Wells and Kocher have nothing less than a stunning sketch of what it means to offer intercessions in public through these five themes:
Addressing God: “Part of addressing God is a proper fear of God” (17). To the Father, through the Son, in the Spirit — that’s the core theology of all prayers. [I don’t like to hear people pray to Jesus for that is not how Jesus prayed.]
Hope is at the core of prayer, and this means we need to be immersed in Scripture in order to see how God has acted so we can know how God will act. We need to name God’s faithfulness as the foundation for our intercession.
We need to dare to be imperative before God the Father. The resurrection, the transfiguration and the incarnation form the core of our intercessions. We ask — we don’t hint or suggest or go all vague.
Expect results, spell them out, express our hopes.
Be the change or become the answer to the intercession. Pray for the church to become what God wants it to become.
In their splendid book, Shaping the Prayers of the People, on intercessory prayers in corporate worship, Samuel Wells and Abigail Kocher make a case that we need to be very careful about how we use the word “we.” They illustrate with five groups, for whom the “we” in the congregation/church/service might not apply:
1. Our troops: what if foreigners are present?
2. Our country: same.
3. Our young people (or our older people): what of visitors? or those who have no children?
4. Our children’s children: same
5. Our environment, our world: is the world ours? or God’s?
Their point: this floating “we” nearly always “excludes” others, so be very careful to avoid unless it means all in the Body of Christ everywhere. How often does “we” entail that there is a “they”? In other words, does our “we” result in othering?
They suggest making the intercessions symphonic by picking up phrases, themes, words from what has preceded or what will follow in the service. They suggest the intercessory time can be shaped or influenced by the themes of the sermon to follow.
An intercessor who is well briefed (through being familiar with the contents of the sermon and the assigned music) and well prepared (having looked over the readings and been in touch with the local, national, and international news) can raise the level of a whole service (44-45).
Why ignore what is to come in the announcements? And lists or cycles of prayer in a church calendar can influence the intercession. And the offering, too, and maybe the offering can be seen as a kind of intercession.
When a church is led by someone praying, often called the intercessor, the prayers are to be the prayers of the people more than prayers for the people, though the intercessor may lead the congregation to pray for people in the congregation or the wider church. In Samuel Wells and Abigail Kocher, Shaping the Prayers of the People, we are treated to a basic theology of how to shape the prayers of the people:
1. The prayer is directed to God through every element of word, gesture, bodily posture, and physical space.

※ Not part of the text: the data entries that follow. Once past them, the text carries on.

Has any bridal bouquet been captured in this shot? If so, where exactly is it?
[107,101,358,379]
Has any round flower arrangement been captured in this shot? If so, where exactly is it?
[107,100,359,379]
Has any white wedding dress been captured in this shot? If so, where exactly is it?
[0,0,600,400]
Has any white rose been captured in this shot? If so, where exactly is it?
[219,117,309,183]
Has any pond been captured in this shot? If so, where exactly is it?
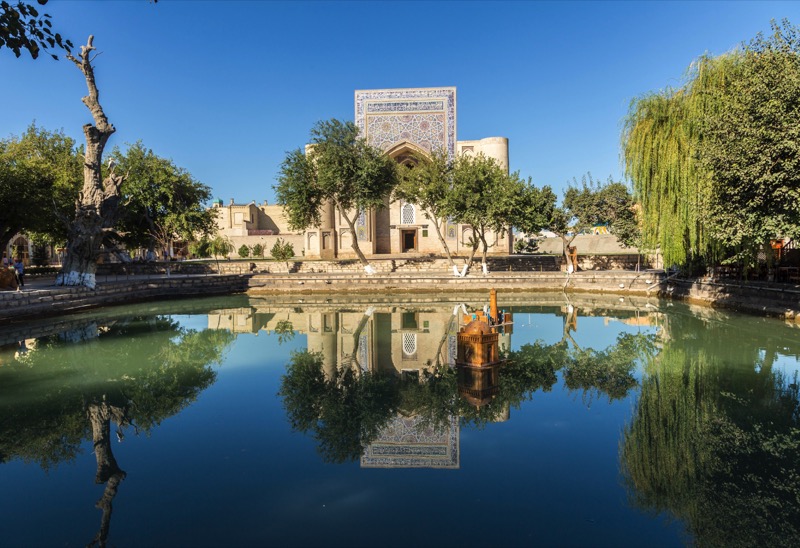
[0,293,800,546]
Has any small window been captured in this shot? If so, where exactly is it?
[403,333,417,357]
[400,204,417,225]
[400,312,417,329]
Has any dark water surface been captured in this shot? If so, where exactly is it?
[0,294,800,546]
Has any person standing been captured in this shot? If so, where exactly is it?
[14,257,25,289]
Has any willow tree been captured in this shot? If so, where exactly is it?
[700,21,800,265]
[622,21,800,270]
[622,56,731,264]
[275,119,397,274]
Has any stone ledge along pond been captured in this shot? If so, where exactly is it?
[0,292,800,547]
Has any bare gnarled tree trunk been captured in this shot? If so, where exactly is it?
[56,36,124,289]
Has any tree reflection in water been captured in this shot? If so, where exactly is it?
[0,316,234,546]
[620,308,800,546]
[278,334,654,463]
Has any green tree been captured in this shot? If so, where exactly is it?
[542,174,640,268]
[442,154,523,268]
[0,0,72,59]
[275,119,397,272]
[394,151,455,266]
[269,238,294,272]
[189,236,211,258]
[0,124,82,248]
[514,178,558,248]
[113,141,215,260]
[622,21,800,270]
[699,21,800,264]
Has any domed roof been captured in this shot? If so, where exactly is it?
[461,320,492,335]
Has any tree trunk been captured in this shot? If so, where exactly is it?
[481,230,489,274]
[56,36,124,289]
[88,401,125,546]
[336,202,370,273]
[559,234,578,272]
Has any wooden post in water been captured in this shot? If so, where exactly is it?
[489,288,498,323]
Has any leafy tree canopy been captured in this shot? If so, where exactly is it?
[275,119,397,265]
[622,20,800,264]
[113,141,216,250]
[443,154,523,263]
[0,0,72,59]
[0,124,82,247]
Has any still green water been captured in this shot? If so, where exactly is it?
[0,294,800,546]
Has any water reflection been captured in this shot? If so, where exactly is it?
[276,296,656,468]
[620,313,800,546]
[0,295,800,545]
[0,316,233,546]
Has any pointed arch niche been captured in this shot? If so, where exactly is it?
[386,141,430,167]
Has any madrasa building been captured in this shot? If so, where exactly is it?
[215,87,513,260]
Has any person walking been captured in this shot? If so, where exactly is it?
[14,257,25,289]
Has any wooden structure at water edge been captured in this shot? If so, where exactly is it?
[456,289,513,407]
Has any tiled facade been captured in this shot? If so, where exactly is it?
[305,87,513,258]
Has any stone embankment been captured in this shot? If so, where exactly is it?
[0,274,249,323]
[0,256,800,322]
[248,270,664,296]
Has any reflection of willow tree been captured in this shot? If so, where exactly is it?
[564,334,655,401]
[279,335,652,462]
[620,310,800,546]
[0,316,234,545]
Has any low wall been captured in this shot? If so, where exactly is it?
[0,275,248,322]
[248,270,664,296]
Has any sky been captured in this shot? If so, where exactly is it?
[0,0,800,203]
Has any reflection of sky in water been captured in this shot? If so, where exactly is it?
[0,303,798,546]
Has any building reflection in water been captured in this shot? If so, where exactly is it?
[227,294,511,469]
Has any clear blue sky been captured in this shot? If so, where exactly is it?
[0,0,800,203]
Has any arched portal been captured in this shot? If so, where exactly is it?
[386,141,430,167]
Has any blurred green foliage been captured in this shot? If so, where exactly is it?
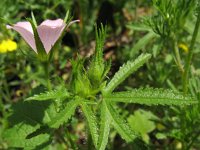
[0,0,200,149]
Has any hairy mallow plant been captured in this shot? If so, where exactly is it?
[3,15,197,150]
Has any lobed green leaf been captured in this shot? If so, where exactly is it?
[106,102,138,142]
[103,54,151,94]
[47,99,80,128]
[81,102,98,147]
[97,101,111,150]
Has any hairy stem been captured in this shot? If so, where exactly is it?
[43,62,52,90]
[183,7,200,94]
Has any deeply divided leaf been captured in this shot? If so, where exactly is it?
[81,102,98,147]
[3,122,50,149]
[103,54,151,94]
[104,88,197,105]
[47,99,80,128]
[98,101,111,150]
[106,102,137,142]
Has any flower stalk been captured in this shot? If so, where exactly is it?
[183,6,200,94]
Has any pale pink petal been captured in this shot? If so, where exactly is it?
[67,20,80,28]
[37,19,66,54]
[6,21,37,53]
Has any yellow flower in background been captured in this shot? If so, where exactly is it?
[178,43,189,53]
[0,39,17,53]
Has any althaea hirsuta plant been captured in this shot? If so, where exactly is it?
[3,16,196,150]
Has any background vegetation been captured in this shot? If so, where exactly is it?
[0,0,200,150]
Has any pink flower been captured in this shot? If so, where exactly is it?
[7,19,79,54]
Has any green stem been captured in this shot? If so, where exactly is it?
[173,37,184,73]
[43,62,52,90]
[183,8,200,94]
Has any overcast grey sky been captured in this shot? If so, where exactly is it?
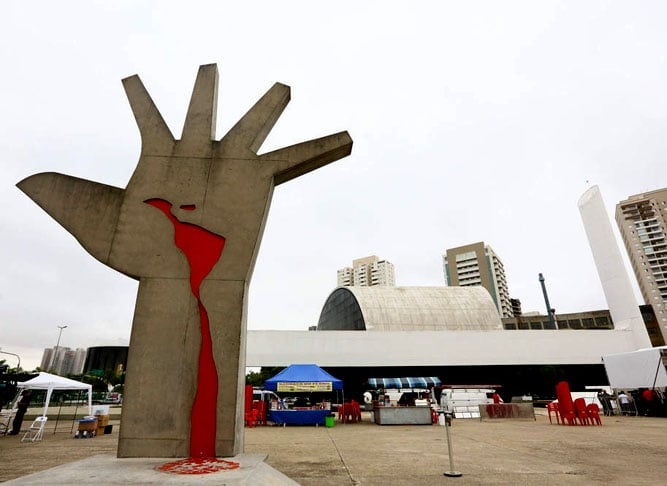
[0,0,667,369]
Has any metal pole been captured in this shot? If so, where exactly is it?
[0,351,21,373]
[539,273,556,328]
[441,412,463,478]
[49,326,67,371]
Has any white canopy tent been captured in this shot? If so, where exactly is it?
[17,371,93,415]
[602,346,667,390]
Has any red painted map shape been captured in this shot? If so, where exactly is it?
[144,199,225,457]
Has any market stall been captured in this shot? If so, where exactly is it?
[264,364,343,425]
[368,376,441,425]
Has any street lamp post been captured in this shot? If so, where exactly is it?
[49,326,67,371]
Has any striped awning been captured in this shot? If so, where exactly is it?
[368,376,441,388]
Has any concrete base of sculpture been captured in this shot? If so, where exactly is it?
[4,454,298,486]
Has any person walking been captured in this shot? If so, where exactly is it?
[598,389,614,416]
[8,390,30,435]
[618,390,630,415]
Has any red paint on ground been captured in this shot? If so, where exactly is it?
[157,457,241,474]
[144,199,225,458]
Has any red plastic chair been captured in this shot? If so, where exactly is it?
[350,400,361,422]
[586,403,602,425]
[574,398,590,425]
[255,400,267,425]
[245,408,259,429]
[556,381,577,425]
[547,401,560,425]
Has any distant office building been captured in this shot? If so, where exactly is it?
[338,255,396,287]
[616,189,667,346]
[84,346,128,376]
[39,346,86,376]
[443,241,514,317]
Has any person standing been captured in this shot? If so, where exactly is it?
[618,390,630,415]
[8,390,30,435]
[598,389,614,416]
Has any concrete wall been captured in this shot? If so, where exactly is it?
[246,330,635,367]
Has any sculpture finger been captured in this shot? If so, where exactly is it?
[260,132,352,185]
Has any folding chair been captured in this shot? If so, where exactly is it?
[21,416,49,442]
[0,410,14,435]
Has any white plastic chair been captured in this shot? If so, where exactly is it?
[21,416,49,442]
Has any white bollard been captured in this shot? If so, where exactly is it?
[440,412,463,478]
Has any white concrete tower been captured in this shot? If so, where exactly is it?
[577,186,651,349]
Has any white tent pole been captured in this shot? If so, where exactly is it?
[42,385,53,417]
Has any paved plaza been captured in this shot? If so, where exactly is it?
[0,409,667,486]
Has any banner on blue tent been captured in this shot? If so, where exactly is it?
[276,381,333,392]
[368,376,441,388]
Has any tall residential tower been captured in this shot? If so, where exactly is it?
[338,255,396,287]
[443,241,514,317]
[616,189,667,344]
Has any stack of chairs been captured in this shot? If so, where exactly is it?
[574,398,590,425]
[586,403,602,425]
[547,401,560,424]
[21,415,49,442]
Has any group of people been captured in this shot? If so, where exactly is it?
[598,388,665,416]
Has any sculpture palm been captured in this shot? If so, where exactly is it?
[18,64,352,457]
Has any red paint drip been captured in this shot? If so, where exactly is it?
[144,199,225,458]
[157,457,241,474]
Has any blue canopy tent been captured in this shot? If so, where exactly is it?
[264,364,343,392]
[264,364,343,425]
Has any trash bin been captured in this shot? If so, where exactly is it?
[74,417,97,439]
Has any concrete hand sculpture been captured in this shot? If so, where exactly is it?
[18,64,352,457]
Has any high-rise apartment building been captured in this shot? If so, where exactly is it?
[338,255,396,287]
[616,189,667,345]
[40,346,87,376]
[443,241,514,317]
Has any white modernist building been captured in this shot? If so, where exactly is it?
[246,287,648,367]
[578,186,651,351]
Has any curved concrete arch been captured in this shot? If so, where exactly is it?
[317,286,502,331]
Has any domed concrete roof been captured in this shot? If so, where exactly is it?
[317,286,503,331]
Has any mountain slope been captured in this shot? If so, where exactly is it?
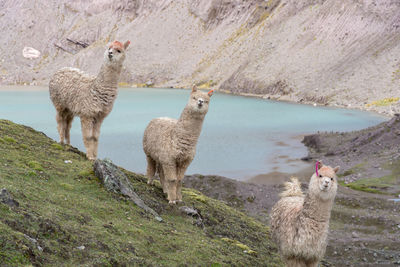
[0,120,281,266]
[0,0,400,113]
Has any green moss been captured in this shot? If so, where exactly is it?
[366,97,400,107]
[339,181,382,194]
[51,143,64,150]
[185,189,206,203]
[0,120,282,266]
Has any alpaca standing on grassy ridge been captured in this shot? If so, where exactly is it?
[271,163,339,267]
[49,41,130,160]
[143,86,213,204]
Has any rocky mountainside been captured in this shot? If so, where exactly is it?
[0,0,400,113]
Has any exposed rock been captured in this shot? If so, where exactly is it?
[179,206,204,227]
[0,188,19,207]
[94,159,162,222]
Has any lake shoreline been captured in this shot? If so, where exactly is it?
[0,84,394,118]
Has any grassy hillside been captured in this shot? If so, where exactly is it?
[0,120,281,266]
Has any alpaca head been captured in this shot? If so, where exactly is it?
[104,41,131,66]
[309,162,339,200]
[186,85,214,115]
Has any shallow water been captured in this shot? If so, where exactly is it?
[0,87,387,180]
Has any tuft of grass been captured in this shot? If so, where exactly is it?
[221,237,257,255]
[28,160,43,171]
[339,181,382,194]
[365,97,400,107]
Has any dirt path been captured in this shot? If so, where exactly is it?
[184,115,400,266]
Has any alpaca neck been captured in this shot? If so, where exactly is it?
[94,63,122,91]
[91,63,122,106]
[302,193,333,222]
[175,107,205,146]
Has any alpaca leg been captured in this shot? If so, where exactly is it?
[284,258,307,267]
[91,118,104,158]
[56,110,66,144]
[163,164,177,204]
[64,112,74,145]
[146,156,157,185]
[307,261,318,267]
[81,117,96,160]
[157,163,167,194]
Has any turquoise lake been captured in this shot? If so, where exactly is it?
[0,87,387,180]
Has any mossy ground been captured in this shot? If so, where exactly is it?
[0,120,281,266]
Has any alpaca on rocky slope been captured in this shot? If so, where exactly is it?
[271,162,339,267]
[49,41,130,160]
[143,86,213,204]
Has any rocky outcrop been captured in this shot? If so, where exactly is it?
[0,188,19,208]
[94,159,162,222]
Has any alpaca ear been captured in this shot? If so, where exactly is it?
[124,41,131,49]
[333,166,340,173]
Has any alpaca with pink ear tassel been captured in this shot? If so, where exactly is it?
[271,161,339,267]
[49,41,130,160]
[143,86,213,204]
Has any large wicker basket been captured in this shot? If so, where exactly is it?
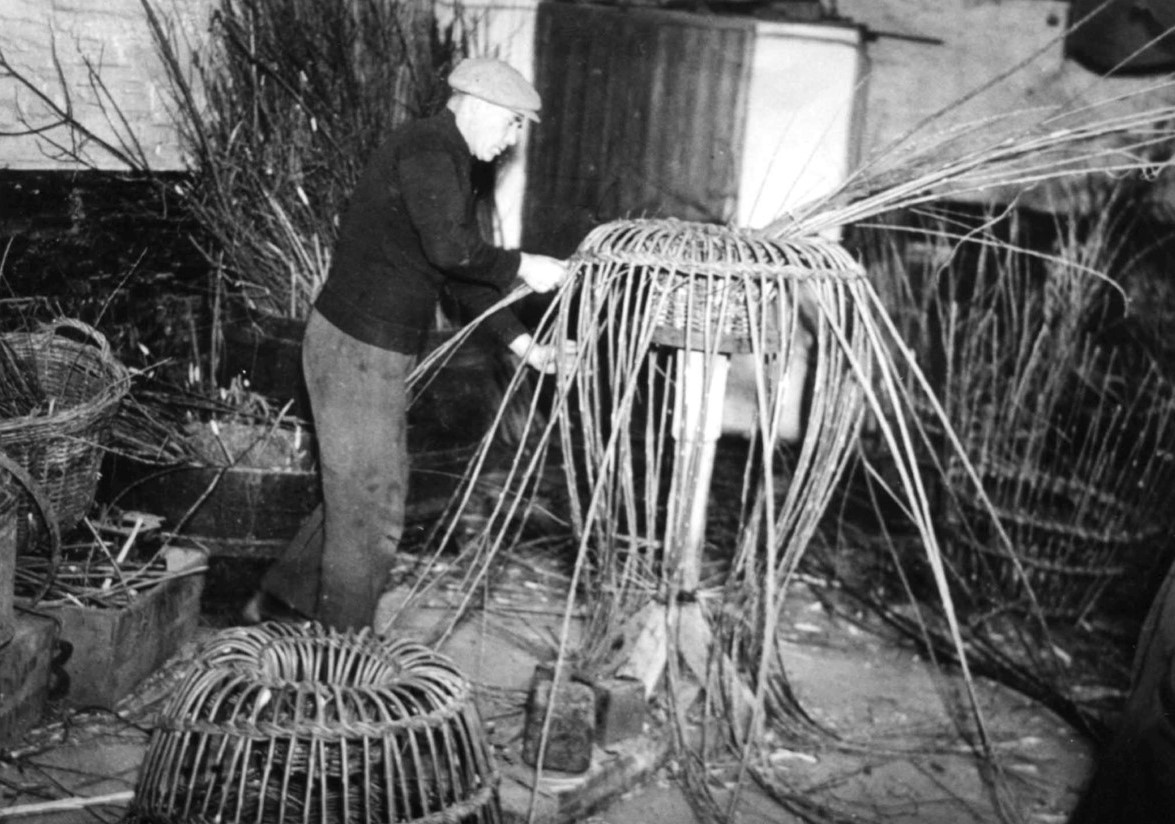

Choose a place that evokes speaking to God: not the lectern or the pulpit; perhaps 2/3ds of the back and facing the front as does the congregation; visual images might help. Posture matters: kneeling speaks of one’s posture before God; standing evokes more confidence; if the intercessor is distracted by something (the paper on which he or she reads the prayers), so is the congregation. The intercessor is to invite people to pray, so the time-honored Anglican way: “The Lord be with you. And also with you. Let us pray.” Simple, clear, invitational.
2. The people adopt a posture which trusts the intercessor and believes God will draw near.
The posture matters; closing one’s eyes is an act of trust and humility (and it prevents some distractions); bowed head does the same. Some are asked to stand while others to kneel. Open hands is trustful, too. Prayer stations are sometimes present.
3. The intercessor carries the people’s deepest needs to God, thereby drawing the people more closely into God’s presence.
“The intercessor inhabits a holy place where two praying hands meet” (58): God drawing near to the people and the people drawing near to God. Again, the location of the intercessor can make a difference: in the midst of the people, at the chancel. Silence between petitions can help recollection.